In May, minor league baseball players scored a $185 million settlement with Major League Baseball over alleged FLSA violations. The money will be distributed to more than 20,000 players. A few months later, MLBPA agreed to represent minor leaguers in labor talks, which should lead to higher pay. However, MLB has described minor league baseball as extremely unprofitable, with the league spending at least $1.03 billion on the minors in 2022 in anticipation of generating just $25 million in operators’ revenue. The minors (of course) provide great developmental value to MLB, but whether MLBPA will succeed at negotiating higher wages remains to be seen.
1) The Rise of LIV Golf and a Historic Lawsuit Against the PGA Tour
Most new sports leagues fail, but LIV Golf is financed by Saudi Arabia’s $620 billion Public Investment Fund.
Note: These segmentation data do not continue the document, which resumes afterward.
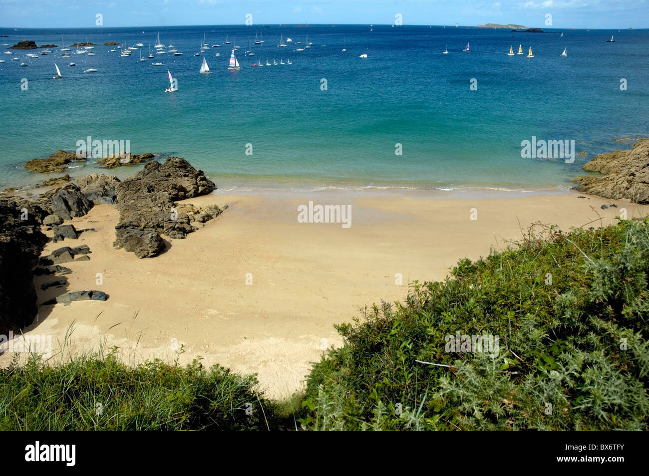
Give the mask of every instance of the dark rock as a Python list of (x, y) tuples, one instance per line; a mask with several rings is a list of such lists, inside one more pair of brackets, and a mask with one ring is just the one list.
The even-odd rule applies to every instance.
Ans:
[(0, 334), (5, 335), (19, 331), (36, 315), (32, 268), (47, 240), (38, 215), (28, 208), (27, 219), (21, 219), (25, 207), (14, 198), (0, 197)]
[(63, 223), (63, 220), (60, 217), (56, 215), (48, 215), (43, 219), (43, 224), (45, 226), (54, 226)]
[(117, 202), (115, 187), (119, 179), (113, 175), (92, 174), (77, 180), (81, 193), (95, 205)]
[(64, 175), (62, 177), (54, 177), (53, 178), (48, 178), (47, 180), (43, 182), (43, 187), (50, 187), (51, 185), (65, 185), (70, 181), (70, 176)]
[(82, 217), (91, 208), (92, 203), (74, 185), (59, 190), (52, 197), (52, 209), (55, 215), (64, 220), (69, 220), (73, 217)]
[(57, 280), (56, 281), (48, 281), (47, 283), (43, 283), (41, 285), (41, 289), (45, 291), (51, 287), (58, 287), (59, 286), (64, 286), (67, 282), (67, 280)]
[(34, 268), (33, 272), (35, 276), (42, 276), (49, 274), (69, 274), (72, 272), (72, 270), (64, 266), (53, 265), (52, 266), (47, 266), (44, 268), (40, 266)]
[(164, 249), (160, 233), (182, 239), (197, 230), (188, 213), (172, 211), (176, 208), (174, 200), (209, 193), (215, 188), (202, 171), (184, 159), (171, 157), (164, 164), (149, 161), (143, 170), (116, 186), (120, 222), (115, 227), (114, 246), (139, 257), (157, 256)]
[(142, 229), (137, 224), (121, 222), (115, 227), (115, 248), (123, 248), (138, 258), (157, 256), (164, 248), (162, 237), (155, 230)]
[(32, 159), (25, 164), (25, 168), (32, 172), (62, 172), (70, 162), (75, 160), (85, 160), (84, 154), (77, 157), (73, 152), (56, 150), (45, 159)]
[(42, 305), (50, 305), (51, 304), (69, 305), (73, 301), (105, 301), (108, 298), (108, 296), (103, 291), (74, 291), (57, 296), (54, 299), (43, 302)]
[(61, 225), (60, 226), (53, 226), (54, 232), (54, 243), (62, 241), (66, 238), (75, 240), (79, 237), (77, 230), (74, 225)]
[(637, 142), (630, 150), (600, 154), (585, 164), (583, 169), (603, 175), (573, 178), (579, 182), (580, 191), (605, 198), (649, 203), (649, 139)]
[(149, 152), (140, 154), (140, 155), (130, 154), (123, 156), (109, 156), (97, 159), (97, 163), (102, 169), (114, 169), (122, 165), (135, 165), (138, 163), (143, 163), (151, 160), (155, 156)]
[(14, 46), (10, 46), (9, 49), (33, 49), (38, 47), (38, 45), (31, 40), (21, 40)]

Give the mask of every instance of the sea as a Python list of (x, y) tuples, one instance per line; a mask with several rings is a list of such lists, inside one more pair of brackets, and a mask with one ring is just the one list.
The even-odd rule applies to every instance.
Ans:
[[(24, 50), (14, 51), (16, 61), (0, 54), (0, 186), (60, 174), (28, 172), (25, 162), (74, 151), (90, 136), (129, 141), (131, 153), (160, 160), (183, 157), (221, 192), (565, 190), (595, 155), (649, 134), (649, 30), (544, 30), (0, 29), (3, 50), (21, 40), (57, 45), (46, 56), (34, 51), (34, 59)], [(182, 55), (147, 58), (158, 35)], [(201, 50), (204, 38), (209, 47)], [(71, 47), (71, 58), (60, 57), (62, 45), (86, 41), (94, 56)], [(107, 42), (143, 46), (125, 58)], [(236, 45), (240, 69), (231, 71)], [(507, 54), (519, 45), (523, 54)], [(209, 74), (199, 73), (204, 58)], [(251, 67), (258, 62), (264, 65)], [(55, 63), (62, 79), (53, 78)], [(90, 68), (97, 71), (84, 73)], [(165, 92), (167, 70), (178, 91)], [(574, 141), (574, 161), (522, 156), (522, 141), (533, 137)], [(66, 172), (99, 170), (91, 158)]]

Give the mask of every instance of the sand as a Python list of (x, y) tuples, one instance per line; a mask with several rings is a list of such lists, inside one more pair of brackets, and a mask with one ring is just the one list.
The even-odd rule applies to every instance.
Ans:
[[(458, 259), (502, 249), (533, 222), (567, 230), (615, 222), (622, 208), (629, 218), (649, 211), (649, 206), (578, 195), (213, 194), (187, 202), (227, 203), (225, 213), (186, 239), (171, 240), (160, 256), (143, 259), (114, 249), (119, 214), (113, 206), (97, 206), (66, 222), (96, 231), (50, 242), (43, 252), (86, 244), (90, 261), (64, 265), (73, 270), (65, 287), (41, 291), (42, 282), (56, 279), (52, 276), (34, 282), (39, 302), (90, 289), (108, 300), (42, 306), (26, 333), (51, 335), (55, 352), (66, 333), (69, 350), (117, 346), (132, 364), (154, 357), (172, 361), (177, 342), (184, 351), (180, 363), (200, 356), (206, 365), (256, 373), (269, 397), (282, 398), (303, 386), (323, 349), (341, 345), (334, 324), (351, 322), (382, 300), (402, 301), (409, 281), (442, 280)], [(298, 206), (310, 200), (351, 205), (351, 226), (298, 222)], [(600, 209), (611, 203), (618, 208)], [(472, 208), (477, 220), (471, 219)], [(397, 273), (402, 285), (395, 283)], [(12, 357), (3, 355), (0, 364)]]

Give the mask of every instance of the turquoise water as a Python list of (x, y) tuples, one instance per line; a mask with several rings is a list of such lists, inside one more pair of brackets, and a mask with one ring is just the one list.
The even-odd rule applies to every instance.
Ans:
[[(42, 180), (24, 170), (25, 161), (74, 150), (92, 136), (130, 140), (132, 153), (184, 157), (226, 189), (553, 189), (570, 186), (594, 154), (631, 143), (616, 139), (649, 133), (647, 30), (568, 30), (561, 38), (554, 30), (421, 26), (167, 27), (159, 29), (162, 42), (173, 42), (183, 56), (140, 62), (158, 31), (143, 30), (0, 29), (9, 45), (27, 39), (60, 45), (62, 34), (68, 46), (86, 37), (99, 43), (94, 56), (61, 59), (60, 47), (33, 60), (22, 51), (21, 61), (0, 54), (6, 62), (0, 64), (0, 185)], [(247, 56), (249, 40), (261, 32), (264, 44), (252, 44), (255, 56)], [(204, 53), (208, 75), (198, 73), (203, 55), (193, 56), (204, 34), (210, 47), (222, 45)], [(280, 34), (293, 40), (286, 48), (277, 47)], [(313, 45), (295, 51), (307, 34)], [(611, 34), (616, 42), (606, 43)], [(225, 44), (226, 35), (232, 45)], [(121, 58), (103, 45), (109, 41), (144, 47)], [(462, 52), (467, 42), (470, 53)], [(228, 47), (235, 43), (241, 69), (230, 72)], [(507, 56), (519, 44), (526, 54), (531, 46), (535, 57)], [(450, 53), (443, 54), (447, 45)], [(567, 58), (559, 56), (564, 47)], [(293, 64), (250, 67), (288, 58)], [(62, 80), (52, 78), (55, 61)], [(98, 71), (84, 73), (90, 67)], [(164, 92), (167, 67), (178, 79), (172, 93)], [(23, 78), (27, 91), (21, 90)], [(627, 91), (620, 90), (621, 78)], [(470, 89), (471, 78), (477, 91)], [(533, 136), (574, 140), (588, 154), (572, 164), (522, 158), (520, 142)], [(395, 155), (397, 143), (402, 156)], [(92, 161), (71, 173), (95, 171)]]

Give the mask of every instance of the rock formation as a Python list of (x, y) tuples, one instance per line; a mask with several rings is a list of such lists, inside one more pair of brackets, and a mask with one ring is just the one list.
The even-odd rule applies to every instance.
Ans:
[(589, 172), (604, 175), (580, 175), (577, 189), (605, 198), (627, 198), (649, 203), (649, 139), (643, 139), (627, 150), (600, 154), (583, 165)]

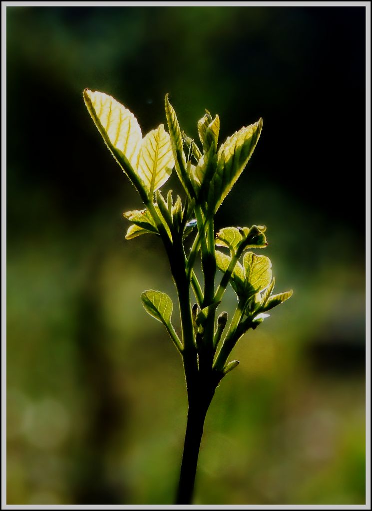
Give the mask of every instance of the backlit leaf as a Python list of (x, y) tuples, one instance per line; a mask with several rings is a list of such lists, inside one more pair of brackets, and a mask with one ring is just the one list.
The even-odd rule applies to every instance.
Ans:
[[(216, 251), (216, 263), (217, 268), (221, 271), (225, 272), (228, 269), (231, 258), (229, 256), (220, 252), (219, 250)], [(235, 265), (235, 267), (232, 272), (232, 274), (230, 277), (230, 283), (232, 289), (238, 296), (240, 296), (244, 293), (245, 289), (244, 283), (244, 270), (241, 264), (238, 262)]]
[(170, 323), (173, 304), (167, 294), (149, 289), (141, 294), (141, 299), (145, 310), (150, 316), (165, 325)]
[(276, 307), (277, 305), (283, 304), (288, 298), (290, 298), (293, 294), (293, 291), (291, 289), (290, 291), (285, 291), (284, 293), (280, 293), (279, 294), (273, 294), (268, 299), (264, 307), (260, 309), (261, 311), (269, 311), (270, 309)]
[(248, 295), (265, 289), (271, 282), (271, 262), (266, 256), (247, 252), (243, 258), (243, 267)]
[(227, 247), (235, 252), (243, 240), (241, 231), (236, 227), (225, 227), (216, 235), (216, 245), (218, 247)]
[(123, 213), (124, 218), (130, 222), (133, 222), (138, 227), (151, 233), (157, 234), (157, 228), (152, 217), (150, 214), (148, 210), (134, 210), (133, 211), (127, 211)]
[(92, 119), (112, 154), (116, 157), (124, 156), (135, 169), (142, 133), (134, 115), (104, 92), (86, 89), (84, 99)]
[(151, 195), (166, 182), (174, 167), (171, 139), (162, 124), (143, 140), (138, 161), (138, 174)]
[(179, 180), (183, 188), (189, 195), (193, 195), (194, 192), (189, 176), (186, 172), (186, 157), (183, 152), (183, 141), (181, 129), (177, 119), (174, 108), (169, 102), (169, 95), (166, 95), (165, 110), (168, 130), (171, 137), (172, 150), (175, 160), (176, 171)]
[(236, 182), (255, 147), (262, 119), (229, 137), (218, 151), (217, 168), (209, 185), (208, 203), (217, 211)]
[(132, 240), (133, 238), (137, 238), (137, 236), (141, 236), (142, 234), (154, 234), (155, 233), (152, 230), (144, 229), (143, 227), (140, 227), (139, 225), (133, 224), (133, 225), (130, 225), (128, 228), (127, 234), (125, 235), (125, 239)]

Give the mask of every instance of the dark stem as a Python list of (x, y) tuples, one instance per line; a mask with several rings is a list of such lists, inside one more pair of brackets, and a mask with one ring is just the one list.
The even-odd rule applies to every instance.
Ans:
[(194, 398), (191, 403), (189, 401), (176, 504), (191, 503), (204, 422), (214, 393), (214, 391), (207, 397), (198, 396)]

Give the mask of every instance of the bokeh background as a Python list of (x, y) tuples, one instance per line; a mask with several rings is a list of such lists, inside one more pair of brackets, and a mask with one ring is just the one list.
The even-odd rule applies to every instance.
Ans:
[(266, 225), (276, 289), (294, 295), (236, 349), (195, 502), (364, 502), (365, 16), (7, 8), (9, 504), (172, 503), (178, 476), (181, 360), (140, 300), (175, 290), (159, 240), (124, 239), (140, 201), (86, 87), (144, 133), (167, 92), (194, 137), (205, 108), (221, 141), (263, 118), (216, 227)]

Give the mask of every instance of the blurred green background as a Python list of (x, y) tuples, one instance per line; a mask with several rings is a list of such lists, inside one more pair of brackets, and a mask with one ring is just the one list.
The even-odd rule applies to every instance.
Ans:
[(140, 201), (86, 87), (144, 133), (167, 92), (194, 137), (204, 108), (221, 140), (263, 118), (216, 227), (267, 225), (276, 289), (294, 295), (236, 349), (195, 502), (364, 502), (365, 16), (7, 8), (8, 503), (171, 503), (178, 476), (181, 360), (140, 300), (175, 290), (159, 240), (124, 239)]

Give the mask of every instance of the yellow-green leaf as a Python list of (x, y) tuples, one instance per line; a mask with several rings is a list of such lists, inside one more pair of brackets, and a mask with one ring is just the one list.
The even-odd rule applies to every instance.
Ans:
[(245, 283), (249, 295), (265, 289), (272, 278), (271, 262), (266, 256), (247, 252), (243, 258)]
[[(275, 287), (275, 277), (272, 277), (272, 280), (270, 284), (265, 290), (262, 295), (260, 296), (260, 304), (261, 306), (264, 306), (269, 299), (271, 293), (272, 293)], [(263, 309), (262, 309), (263, 310)]]
[(169, 102), (168, 96), (169, 95), (167, 94), (165, 98), (166, 117), (171, 137), (176, 171), (185, 191), (190, 196), (192, 196), (194, 195), (194, 191), (186, 171), (186, 157), (183, 152), (183, 141), (181, 129), (174, 108)]
[(124, 156), (135, 169), (142, 133), (134, 115), (104, 92), (85, 89), (84, 99), (92, 119), (114, 156)]
[(208, 151), (199, 160), (192, 173), (193, 181), (197, 189), (203, 183), (203, 188), (208, 189), (209, 181), (216, 171), (217, 164), (215, 147), (214, 143), (213, 143)]
[(284, 301), (286, 301), (293, 294), (293, 291), (292, 289), (290, 291), (285, 291), (284, 293), (280, 293), (279, 294), (273, 294), (272, 296), (270, 296), (266, 302), (266, 305), (264, 307), (260, 309), (261, 311), (269, 311), (270, 309), (273, 309), (274, 307), (276, 307), (277, 305), (280, 305), (281, 304), (283, 304)]
[(133, 211), (127, 211), (123, 214), (123, 216), (130, 222), (138, 225), (138, 227), (146, 229), (151, 233), (157, 234), (156, 224), (150, 214), (148, 210), (134, 210)]
[(242, 240), (242, 233), (237, 227), (225, 227), (217, 233), (216, 245), (218, 247), (227, 247), (235, 252)]
[[(223, 273), (228, 269), (231, 259), (229, 256), (220, 252), (219, 250), (216, 251), (216, 263), (217, 268)], [(244, 270), (239, 262), (236, 263), (232, 271), (230, 283), (238, 296), (243, 293), (245, 289)]]
[(144, 138), (138, 158), (138, 174), (150, 195), (166, 182), (174, 167), (171, 139), (160, 124)]
[(145, 310), (150, 316), (166, 326), (170, 323), (173, 304), (167, 294), (149, 289), (141, 294), (141, 299)]
[(143, 227), (140, 227), (133, 224), (130, 225), (128, 228), (127, 234), (125, 235), (126, 240), (132, 240), (133, 238), (137, 238), (142, 234), (155, 234), (153, 230), (149, 230), (148, 229), (144, 229)]
[(228, 137), (218, 151), (217, 168), (209, 185), (208, 203), (217, 211), (236, 182), (255, 147), (262, 119)]

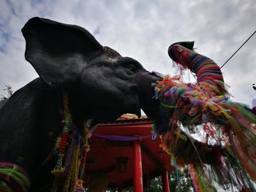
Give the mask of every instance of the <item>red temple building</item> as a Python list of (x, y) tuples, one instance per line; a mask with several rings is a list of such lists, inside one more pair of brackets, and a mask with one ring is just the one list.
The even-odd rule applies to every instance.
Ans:
[(163, 191), (170, 191), (167, 172), (174, 168), (170, 155), (151, 139), (152, 122), (146, 117), (123, 115), (112, 123), (99, 124), (89, 139), (85, 185), (88, 191), (118, 191), (133, 186), (140, 192), (150, 180), (162, 176)]

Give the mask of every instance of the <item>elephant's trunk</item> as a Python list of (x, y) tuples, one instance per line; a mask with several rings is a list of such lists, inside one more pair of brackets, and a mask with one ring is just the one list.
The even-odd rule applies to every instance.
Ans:
[(211, 58), (192, 50), (194, 42), (182, 42), (171, 45), (168, 48), (169, 56), (185, 69), (196, 74), (197, 82), (206, 82), (217, 87), (219, 93), (226, 93), (222, 73), (219, 66)]

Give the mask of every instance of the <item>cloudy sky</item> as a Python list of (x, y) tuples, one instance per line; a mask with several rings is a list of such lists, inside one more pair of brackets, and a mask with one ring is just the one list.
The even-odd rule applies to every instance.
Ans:
[[(0, 0), (0, 89), (10, 85), (17, 90), (37, 77), (24, 59), (20, 32), (34, 16), (81, 26), (148, 70), (172, 75), (167, 50), (173, 42), (194, 40), (198, 53), (222, 66), (256, 30), (255, 0)], [(222, 72), (233, 99), (251, 104), (256, 98), (256, 34)]]

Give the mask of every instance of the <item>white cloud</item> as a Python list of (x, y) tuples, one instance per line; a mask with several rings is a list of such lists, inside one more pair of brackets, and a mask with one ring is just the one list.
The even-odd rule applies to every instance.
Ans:
[[(173, 74), (168, 46), (195, 40), (197, 51), (222, 65), (256, 29), (256, 4), (245, 1), (1, 1), (0, 88), (15, 89), (37, 77), (23, 58), (20, 29), (40, 16), (80, 25), (147, 69)], [(8, 2), (8, 3), (7, 3)], [(7, 37), (8, 36), (8, 38)], [(256, 97), (256, 37), (222, 71), (236, 101), (250, 104)]]

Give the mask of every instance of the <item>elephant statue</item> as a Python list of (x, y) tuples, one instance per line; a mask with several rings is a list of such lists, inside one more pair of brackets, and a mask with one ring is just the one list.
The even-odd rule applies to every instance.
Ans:
[[(33, 191), (53, 181), (50, 172), (55, 158), (42, 165), (61, 131), (63, 92), (69, 96), (68, 107), (78, 127), (85, 120), (95, 125), (124, 113), (140, 117), (140, 108), (146, 113), (155, 110), (151, 117), (148, 113), (154, 119), (158, 101), (151, 99), (151, 85), (161, 77), (136, 60), (101, 45), (78, 26), (33, 18), (22, 33), (25, 58), (39, 77), (0, 102), (0, 162), (20, 166)], [(138, 90), (142, 78), (147, 86)]]

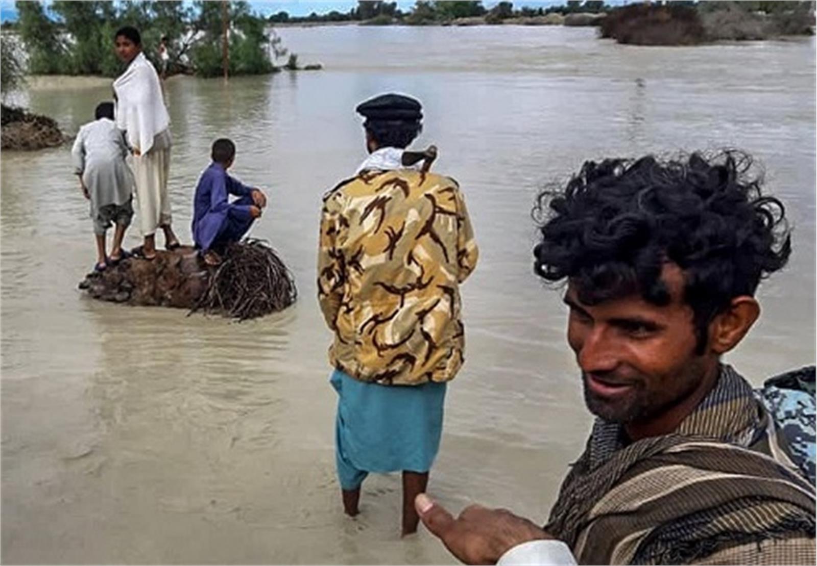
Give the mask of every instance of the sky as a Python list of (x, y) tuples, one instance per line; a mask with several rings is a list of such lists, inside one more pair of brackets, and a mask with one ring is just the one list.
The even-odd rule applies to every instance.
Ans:
[[(414, 0), (396, 0), (397, 7), (403, 11), (408, 11), (414, 6)], [(483, 6), (490, 8), (498, 2), (498, 0), (483, 0)], [(46, 2), (46, 3), (50, 3)], [(252, 9), (262, 15), (270, 15), (279, 11), (286, 11), (290, 15), (309, 15), (313, 11), (317, 14), (326, 14), (333, 10), (339, 12), (347, 12), (357, 6), (355, 0), (250, 0)], [(515, 8), (524, 6), (538, 8), (547, 7), (564, 2), (548, 2), (546, 0), (520, 0), (514, 2)], [(15, 20), (17, 19), (17, 11), (14, 7), (14, 0), (0, 0), (0, 22)]]

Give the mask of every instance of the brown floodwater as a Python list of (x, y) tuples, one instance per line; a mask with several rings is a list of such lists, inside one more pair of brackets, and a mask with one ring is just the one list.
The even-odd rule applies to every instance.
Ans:
[[(325, 70), (166, 83), (174, 223), (217, 137), (267, 189), (252, 235), (301, 293), (235, 324), (88, 299), (87, 208), (69, 147), (2, 156), (2, 552), (7, 563), (453, 564), (401, 540), (397, 475), (346, 518), (334, 473), (330, 334), (315, 299), (321, 195), (364, 157), (361, 100), (424, 105), (417, 147), (463, 188), (481, 250), (463, 287), (467, 361), (449, 389), (430, 491), (544, 522), (591, 419), (559, 292), (532, 273), (537, 190), (584, 159), (724, 146), (762, 161), (795, 227), (787, 268), (728, 360), (759, 383), (815, 361), (815, 39), (636, 47), (589, 29), (285, 29)], [(69, 133), (109, 82), (47, 78), (20, 99)], [(138, 243), (138, 230), (127, 243)]]

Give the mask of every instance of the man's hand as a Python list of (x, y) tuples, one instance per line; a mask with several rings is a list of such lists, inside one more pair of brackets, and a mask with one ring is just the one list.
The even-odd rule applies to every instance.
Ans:
[(467, 564), (493, 564), (518, 544), (553, 538), (527, 519), (505, 509), (471, 505), (454, 519), (425, 493), (417, 496), (414, 506), (426, 528)]
[(252, 202), (258, 208), (264, 208), (266, 206), (266, 195), (265, 195), (260, 188), (253, 188), (252, 192), (250, 192), (252, 197)]

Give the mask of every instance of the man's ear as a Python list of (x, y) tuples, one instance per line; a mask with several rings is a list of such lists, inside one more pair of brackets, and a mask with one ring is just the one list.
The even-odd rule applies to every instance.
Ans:
[(725, 354), (743, 339), (761, 314), (761, 306), (754, 297), (741, 295), (732, 299), (729, 307), (709, 323), (709, 348)]

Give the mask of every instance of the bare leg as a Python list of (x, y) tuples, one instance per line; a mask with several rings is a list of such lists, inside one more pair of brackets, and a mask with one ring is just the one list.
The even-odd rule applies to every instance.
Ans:
[(110, 247), (111, 259), (119, 259), (122, 257), (122, 241), (125, 237), (125, 230), (127, 226), (125, 224), (117, 224), (116, 231), (114, 232), (114, 243)]
[[(358, 502), (360, 501), (360, 488), (357, 489), (342, 489), (343, 494), (343, 511), (350, 517), (354, 517), (360, 512)], [(417, 525), (415, 525), (415, 528)]]
[(150, 259), (156, 257), (156, 234), (150, 234), (145, 237), (142, 253), (145, 254), (145, 258)]
[(94, 234), (96, 237), (96, 263), (105, 263), (107, 256), (105, 253), (105, 234)]
[(417, 533), (420, 517), (414, 509), (414, 498), (426, 491), (428, 472), (403, 472), (403, 535)]
[(173, 228), (170, 227), (170, 224), (162, 224), (162, 229), (164, 230), (165, 250), (170, 250), (170, 248), (179, 245), (179, 238), (176, 237), (176, 234), (173, 233)]

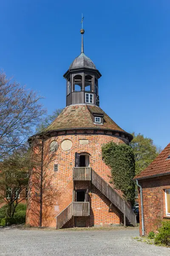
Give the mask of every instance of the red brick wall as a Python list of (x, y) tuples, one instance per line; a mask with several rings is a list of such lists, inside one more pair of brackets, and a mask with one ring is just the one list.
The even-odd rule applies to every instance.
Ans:
[[(93, 132), (93, 131), (89, 132)], [(64, 151), (61, 147), (61, 142), (65, 139), (70, 140), (73, 143), (71, 148), (68, 151)], [(88, 140), (88, 144), (79, 145), (80, 139)], [(53, 154), (49, 151), (49, 146), (51, 142), (54, 140), (57, 141), (59, 148)], [(55, 227), (56, 219), (54, 217), (72, 201), (74, 189), (72, 169), (75, 165), (76, 152), (86, 152), (90, 154), (90, 166), (105, 181), (109, 182), (110, 170), (102, 159), (101, 146), (103, 144), (111, 141), (117, 143), (124, 143), (116, 137), (93, 134), (60, 135), (48, 139), (45, 142), (42, 226)], [(37, 153), (40, 154), (38, 151), (38, 150)], [(54, 171), (54, 164), (58, 164), (58, 169), (57, 172)], [(35, 173), (32, 176), (29, 186), (31, 197), (28, 200), (26, 222), (32, 226), (38, 226), (40, 198), (35, 198), (35, 195), (36, 192), (38, 194), (40, 192), (39, 191), (40, 186), (37, 185), (37, 183), (40, 184), (40, 180), (38, 178), (35, 179), (33, 177), (36, 174), (40, 174), (40, 167), (37, 168), (36, 171), (34, 170), (34, 172)], [(84, 188), (82, 182), (79, 182), (79, 189)], [(85, 188), (88, 187), (85, 186)], [(119, 224), (120, 218), (116, 208), (113, 207), (110, 212), (108, 212), (110, 204), (109, 201), (96, 188), (93, 187), (92, 189), (92, 197), (90, 198), (90, 224)]]
[[(142, 188), (144, 234), (156, 232), (166, 217), (164, 189), (170, 189), (170, 175), (139, 180)], [(139, 193), (140, 234), (142, 235), (142, 215), (140, 193)]]

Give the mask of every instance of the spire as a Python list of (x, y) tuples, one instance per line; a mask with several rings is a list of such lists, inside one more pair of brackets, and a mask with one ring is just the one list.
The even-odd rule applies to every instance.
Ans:
[(82, 53), (82, 52), (84, 53), (84, 45), (83, 45), (83, 34), (85, 32), (85, 30), (82, 28), (82, 24), (83, 24), (83, 19), (84, 19), (84, 17), (82, 16), (82, 21), (81, 22), (81, 24), (82, 25), (82, 29), (80, 30), (80, 33), (82, 34), (82, 50), (81, 50), (81, 53)]

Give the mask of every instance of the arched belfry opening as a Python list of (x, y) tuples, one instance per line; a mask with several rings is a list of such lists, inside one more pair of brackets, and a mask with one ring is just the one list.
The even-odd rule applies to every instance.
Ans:
[(92, 76), (87, 75), (85, 76), (85, 90), (91, 92), (93, 85)]
[(82, 103), (99, 106), (98, 81), (102, 75), (92, 61), (84, 53), (84, 32), (82, 29), (81, 54), (63, 76), (67, 80), (67, 106)]
[(73, 91), (80, 92), (82, 91), (82, 76), (77, 75), (73, 78)]

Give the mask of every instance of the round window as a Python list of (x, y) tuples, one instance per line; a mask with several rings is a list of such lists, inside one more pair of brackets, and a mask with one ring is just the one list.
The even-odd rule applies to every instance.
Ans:
[(61, 145), (62, 149), (64, 150), (64, 151), (66, 151), (70, 149), (73, 143), (71, 140), (65, 140), (62, 141)]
LIV has lured some of the sport’s best golfers with wildly high payouts.
But LIV’s ascension has sparked a feud with the PGA Tour, which has used membership rules to suspend golfers who joined LIV. In August, Phil Mickelson and 11 other golfers sued the PGA Tour, arguing its dominance over the marketplace for elite golfers’ services violates antitrust law. Judge Beth Labson Freeman denied three suspended golfers a temporary restraining order to play in part because the golfers also counterintuitively argued LIV was superior to the PGA Tour. The list of plaintiffs has changed, with Mickelson and others dropping out and LIV joining the lawsuit and being countersued by the tour.
Should LIV’s case against the PGA Tour advance to trial—one isn’t scheduled until 2024—the ruling would set important precedent over how antitrust law governs the business decisions of sports leagues and the ability of those leagues to prohibit players from playing for rivals.